Die siedlung jungfernheide mit Ludwig Mies‘ wohnanlage der primus heimstätten-gesellschaft sind teil des flächengrössten kolonialviertels in der bundesrepublik. Seine strassen liegen im westlichen winkel zwischen müllerstrasse und seestrasse im berliner ortsteil wedding.
der streitbruch als ›libysche wüste von berlin‹
Im 19. jahrhundert lag diese gegend am östlichen rand der jungfernheide. Sie wurde von einem wasserlauf mit dem namen ›langes fenn‹ durchflossen.
In historischen karten ist die gegend als ›streitbruch‹ eingetragen. Der namensteil ›bruch‹ weist ebenso wie der begriff ›fenn‹ auf ein teilweise vermoortes feuchtgebiet hin. Auf dieses nicht mehr vorhandene feuchtgebiet beziehen sich heute die strassennamen ›fennstrasse‹ und ›torfstrasse‹.
Den ›streit‹ mag es um die genaue lage der berliner stadtgrenze gegeben haben, die hier noch bis 1915 verlief und die sich am verlauf des fenns orientierte.
Das feuchtgebiet lag in einem aufgelockerten wald, der von offenen dünen durchzogen war. Auf das lange fenn geht die seenkette am östlichen rand des volksparks rehberge zurück.
Der seit über 100 jahren nicht mehr vorhandene wasserlauf des fenns, der fenngraben, ist auch im bereich der vorderen afrikanischen strasse (d.h. zwischen transvaalstrasse und seestrasse) bis in die gegenwart stadtbildprägend.
Die seestrasse überquerte den fenngraben mit einer brücke an der stelle, an der sich heute die strassenbahnhaltestelle seestrasse / amrumer strasse befindet. Von dort verlief der fenngraben weiter zur triftstrasse, die ihn auf höhe des heutigen studenwohnheims augustenburger platz ebenfalls mit einer brücke überquerte.
Die luxemburger strasse brauchte den fenngraben nicht zu überqueren, weil sie in diesem bereich erst im zusammenhang mit dem bau der U-bahnlinie 9 angelegt wurde, als der fenngraben schon lange geschichte war. Ihre aufgabe als hauptverkehrsstrasse erfüllte zuvor die triftstrasse.
Ab dem pekinger platz verläuft der spandauer schiffahrtskanal heute in der früheren lage des fenngrabens. Der graben mündete in der nähe des hauptsbahnhofs in die spree.

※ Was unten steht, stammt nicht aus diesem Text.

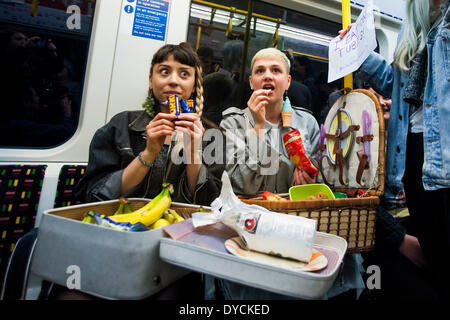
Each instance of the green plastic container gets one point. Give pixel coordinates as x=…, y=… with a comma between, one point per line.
x=339, y=195
x=301, y=192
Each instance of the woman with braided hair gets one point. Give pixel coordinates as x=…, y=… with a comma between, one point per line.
x=137, y=151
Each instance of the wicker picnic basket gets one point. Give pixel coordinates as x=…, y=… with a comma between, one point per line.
x=352, y=218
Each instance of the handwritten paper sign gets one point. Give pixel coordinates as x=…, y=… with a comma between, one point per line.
x=347, y=55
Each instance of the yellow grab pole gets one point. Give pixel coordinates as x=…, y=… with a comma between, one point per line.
x=346, y=20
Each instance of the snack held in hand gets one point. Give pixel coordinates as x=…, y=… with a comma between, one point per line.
x=177, y=106
x=286, y=113
x=174, y=105
x=260, y=229
x=296, y=152
x=272, y=196
x=188, y=106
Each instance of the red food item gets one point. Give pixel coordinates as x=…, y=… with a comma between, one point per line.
x=272, y=197
x=296, y=152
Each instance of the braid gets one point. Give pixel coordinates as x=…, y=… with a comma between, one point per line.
x=199, y=91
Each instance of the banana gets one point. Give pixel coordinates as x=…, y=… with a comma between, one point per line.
x=87, y=219
x=123, y=204
x=177, y=217
x=152, y=211
x=160, y=223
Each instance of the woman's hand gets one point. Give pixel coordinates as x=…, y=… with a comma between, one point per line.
x=302, y=177
x=157, y=130
x=190, y=125
x=257, y=105
x=343, y=32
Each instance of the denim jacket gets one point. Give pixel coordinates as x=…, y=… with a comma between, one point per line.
x=255, y=165
x=116, y=144
x=390, y=81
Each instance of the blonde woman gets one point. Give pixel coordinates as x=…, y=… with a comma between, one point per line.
x=256, y=158
x=418, y=156
x=132, y=154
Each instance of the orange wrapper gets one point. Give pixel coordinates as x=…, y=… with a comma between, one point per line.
x=296, y=152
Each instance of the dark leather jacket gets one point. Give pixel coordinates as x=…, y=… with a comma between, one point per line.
x=116, y=144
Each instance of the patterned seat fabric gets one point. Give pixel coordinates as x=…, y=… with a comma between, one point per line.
x=20, y=190
x=68, y=179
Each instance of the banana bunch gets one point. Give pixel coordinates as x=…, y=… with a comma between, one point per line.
x=169, y=216
x=124, y=207
x=151, y=212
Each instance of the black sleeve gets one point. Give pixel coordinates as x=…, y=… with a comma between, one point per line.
x=389, y=232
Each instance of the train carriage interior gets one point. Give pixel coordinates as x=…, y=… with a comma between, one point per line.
x=69, y=66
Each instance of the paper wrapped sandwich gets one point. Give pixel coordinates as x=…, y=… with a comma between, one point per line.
x=260, y=229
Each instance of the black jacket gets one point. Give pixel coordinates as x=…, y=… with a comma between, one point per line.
x=116, y=144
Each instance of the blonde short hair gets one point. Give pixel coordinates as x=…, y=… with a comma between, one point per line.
x=272, y=53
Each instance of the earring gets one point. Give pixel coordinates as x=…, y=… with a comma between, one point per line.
x=149, y=104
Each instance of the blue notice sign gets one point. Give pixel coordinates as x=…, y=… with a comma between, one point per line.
x=150, y=19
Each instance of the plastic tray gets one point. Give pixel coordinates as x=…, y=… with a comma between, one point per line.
x=113, y=264
x=306, y=285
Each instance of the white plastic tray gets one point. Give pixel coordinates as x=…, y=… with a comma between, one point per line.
x=113, y=264
x=300, y=284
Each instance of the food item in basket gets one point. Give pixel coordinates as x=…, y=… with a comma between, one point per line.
x=152, y=211
x=296, y=152
x=124, y=207
x=105, y=221
x=362, y=194
x=321, y=196
x=272, y=196
x=317, y=196
x=168, y=216
x=160, y=223
x=286, y=113
x=87, y=219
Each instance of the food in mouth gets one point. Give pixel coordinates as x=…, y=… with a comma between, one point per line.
x=269, y=87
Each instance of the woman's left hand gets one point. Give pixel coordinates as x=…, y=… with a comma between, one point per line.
x=302, y=177
x=190, y=124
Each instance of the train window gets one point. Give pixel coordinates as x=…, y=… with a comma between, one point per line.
x=222, y=37
x=43, y=54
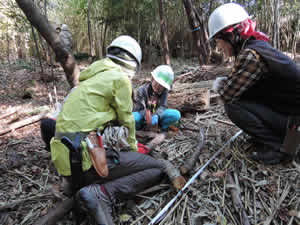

Die aufladung des streitbruchs und weiter nordöstlich gelegenen rehberge mit afrika-bildern begann schon um 1800, also lange bevor strassen in die landschaft führten, die nach der geografie afrikas benannt waren, und lange bevor Carl Hagenbeck hier einen tierpark mit kolonialem programm plante.
Bereits mitte des 19. jahrhunderts nannte Carl Riesel in einem seiner wanderführer diese diese dünenlandschaft ›die libysche wüste von berlin‹.
Hier legte die preussische armee mehrere schiessplätze an. An der seestrasse entstanden die heute noch vorhandenen friedhöfe dreier evangelischer gemeinden aus berlin.
von schiessplätzen zur konversionsfläche
Die anlage der schiessplätze überformte die dünenlandschaft stark. Zu den offensichtlichsten eingriffen gehörte das aufgraben von dünen, um waagrechte schiessbahnen anlegen zu können (mehr dazu unter dem thema militär-geschichte).
Nach der aufgabe der schiessplätze stellte sich die frage nach der künftigen nutzung dieser konversionfläche, die bis an die westseite der afrikanischen strasse heranreichte.
das ›afrikanische viertel‹
Carl Hagenbecks entwurf für einen tierpark an dieser stelle der jungfernheide nutzte die eigenheiten der militärisch überformten dünenlandschaft. Die pläne seines unternehmens sahen vor, die gräben der ehemaligen schiessbahnen als themen-täler auszustatten, beispielhalber eine ›affenschlucht‹ an der stelle, an der bis heute ein tiefer hohlweg die grosse düne im goethepark durchschneidet.
Während Hagenbeck plant, werden die grundstücke zwischen müllerstrasse und afrikanischer strasse neu aufgeteilt und das heute bestehende strassenraster freigelegt. Die kolonialpropaganda des deutschen reichs forciert sowohl die absichten hagenbecks als auch die benennung der neuen strassen mit kolonialen begriffen.
Nach dem tod Carl Hagenbecks verfolgen seine erben die pläne für einen tierpark noch einige zeit weiter. Sie verlaufen jedoch während der frühzeit des 1. weltkriegs im sand.
Inzwischen war der bedarf nach kleinen wohnungen so gewachsen, dass planungen für eine siedlung auf der fläche der früheren schiessplätze begonnen wurden: Die siedlung jungfernheide.